SPECIALE ROCCO SCOTELLARO
“POPULARI”, FOLLI E “CALMEZZA” NELLA PROSA SCOTELLARIANA
Perché così come coloro che disegnano e’ paesi si pongono bassi nel piano a considerare la natura dei
monti e de’ luoghi alti, e per considerare quella de’ bassi si pongono alti sopra de’ monti,
similmente, a conoscere bene la natura de’ populi bisogna essere principe, e conoscere bene quella
de’ principi bisogna essere populare1.
È interessante e al contempo illuminante individuare, tra gli appunti presi
da Scotellaro ai fini della redazione del frammentario romanzo autobiografico,
un’annotazione desunta dall’incipit del Principe. Scotellaro non si limitava ad
antologizzare, ma esprimeva un netto giudizio sul Machiavelli, il quale, “più
psicologo che storico del suo tempo”, non aveva abdicato alla convinzione che
sia “determinante la condotta dei potenti a generare o governare la storia” e,
sostanzialmente, si era sottratto – circostanza che si sarebbe ripetuta anche dopo le
sue teorizzazioni – allo studio e all’analisi dello “stato dei governati”. Se, in
conclusione, il principe, per non ‘periclitare’ e ‘ruinare’, doveva mostrarsi
all’altezza di sostenere il mutamento (icasticamente effigiato nell’icona “de’ venti
della fortuna”), sembrava che al popolo non restasse altra strada all’infuori
dell’attestarsi sempre, “col variare dei tempi, dalla parte del più forte”.
L’intero cammino di Rocco Scotellaro ci sembra, in fondo, ripercorrere proprio
quel pensiero machiavelliano annotato aforisticamente tra gli appunti per
l’autobiografia. Il sindaco “pelo rosso” era, in fondo, stato un po’ “principe”
(nell’originario senso di primus inter pares) e, in tale condizione, aveva sperimentato
quella “schiavitù” verso il più debole, che in fondo gli era parsa così vicina alla vera
libertà.
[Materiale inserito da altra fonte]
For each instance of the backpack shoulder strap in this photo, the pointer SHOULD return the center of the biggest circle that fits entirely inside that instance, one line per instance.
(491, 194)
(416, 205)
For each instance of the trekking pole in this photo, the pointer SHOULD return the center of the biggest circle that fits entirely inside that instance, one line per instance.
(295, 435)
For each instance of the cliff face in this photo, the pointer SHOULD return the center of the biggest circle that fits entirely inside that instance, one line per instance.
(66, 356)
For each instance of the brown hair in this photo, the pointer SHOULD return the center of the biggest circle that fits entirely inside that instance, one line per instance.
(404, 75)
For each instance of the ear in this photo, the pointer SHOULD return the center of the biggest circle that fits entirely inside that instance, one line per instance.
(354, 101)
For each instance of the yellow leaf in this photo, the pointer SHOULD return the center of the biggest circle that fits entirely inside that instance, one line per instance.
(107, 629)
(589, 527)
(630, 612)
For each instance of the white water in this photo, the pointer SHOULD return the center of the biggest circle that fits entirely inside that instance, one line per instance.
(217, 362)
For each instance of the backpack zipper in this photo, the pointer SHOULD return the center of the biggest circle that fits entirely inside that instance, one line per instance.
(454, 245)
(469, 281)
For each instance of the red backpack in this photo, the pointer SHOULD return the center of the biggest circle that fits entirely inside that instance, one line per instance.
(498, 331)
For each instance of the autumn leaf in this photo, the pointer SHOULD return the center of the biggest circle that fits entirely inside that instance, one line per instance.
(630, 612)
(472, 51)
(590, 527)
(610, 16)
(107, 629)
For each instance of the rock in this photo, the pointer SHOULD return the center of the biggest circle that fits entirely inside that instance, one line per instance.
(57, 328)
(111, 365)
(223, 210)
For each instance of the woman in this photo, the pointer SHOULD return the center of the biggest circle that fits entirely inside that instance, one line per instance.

Ma, “a conoscere bene” la natura dei principi, “bisogna essere populare”; in tal
direzione, indicative appaiono le parole pronunciate da Laurenzana Antonio di
Domenico in Contadini del Sud:
Le elezioni di gennaio 1953 furono vinte dai democristiani perché il nostro Sindaco pelo rosso
si era allontanato e ci aveva lasciato per andare a guadagnare scrivendo poesie e racconti. Nella
prima riunione del nuovo consiglio fu deliberata la tassa su tutti i generi di consumo. Noi della
vecchia amministrazione l’avevamo respinta per ben quattro volte. Il popolo ora non può più parlare
come prima col Sindaco, che è un avvocato aristocratico. Prima era consentito fermare il Sindaco
anche in piazza dove firmava documenti e dava consigli2.
1
R. Scotellaro, Frammenti e appunti dai quaderni dell’Uva puttanella, in Id., Uno si distrae al bivio,
con una prefazione di C. Levi, Matera, Basilicata editrice, 1974, fr. 8, p. 108.
2
Id., Contadini del Sud, in Id., L’uva puttanella. Contadini del Sud, introduzione di N. Tranfaglia,
1
SPECIALE ROCCO SCOTELLARO
Proprio l’esperienza politica, culminata nell’arresto del febbraio 1950 per
accuse pretestuose e infondate3, aveva più che altro favorito in Scotellaro l’acquisizione
della consapevolezza di essere “uva puttanella”4, tanto tristemente e ineluttabilmente simile
a quell’“acino piccolo” che “forzava le porte per vedere il sole tra gli acini grossi”, e, così,
“non si moltiplicava, non si faceva grande”5, nell’attesa del giorno in cui, con gli altri,
sarebbe stato “gettato nel tinello per il mosto”6. E in quel tinello, il Sindaco di
Tricarico, punito – come Antonio Di Grazia, condannato alla solitudine – per aver
violato l’ideale dell’ostrica, è finito troppo presto, mentre, ben lontano dal dedicarsi
meramente a un letterario, improbabile, guadagno, o all’“attività culturale ‘pura’”7 cui
alludeva Alicata, affilava le armi dell’inchiesta, in un distacco esclusivamente fisico (e
solo apparente) dalla sua terra.
L’incipit dell’Uva puttanella è stato finemente analizzato da numerosi studiosi
e il suo valore simbolico decrittato dal Bronzini nel suo bellissimo L’universo contadino
e l’immaginario poetico di Rocco Scotellaro. Al momento delle dimissioni da sindaco, il
“poeta dei contadini” dichiara di voler avviarsi “in prima, verso il Cimitero” (che in una
delle liriche di Margherite e rosolacci definì “solo / giardino del paese”), in un ideale
procedere dalle “case alle tombe”8, forse perché i battiti del suo cuore – traditore dì lì
a poco – non abbiano a cessare e perché si possa riacquistare uno “spazio di libertà”9.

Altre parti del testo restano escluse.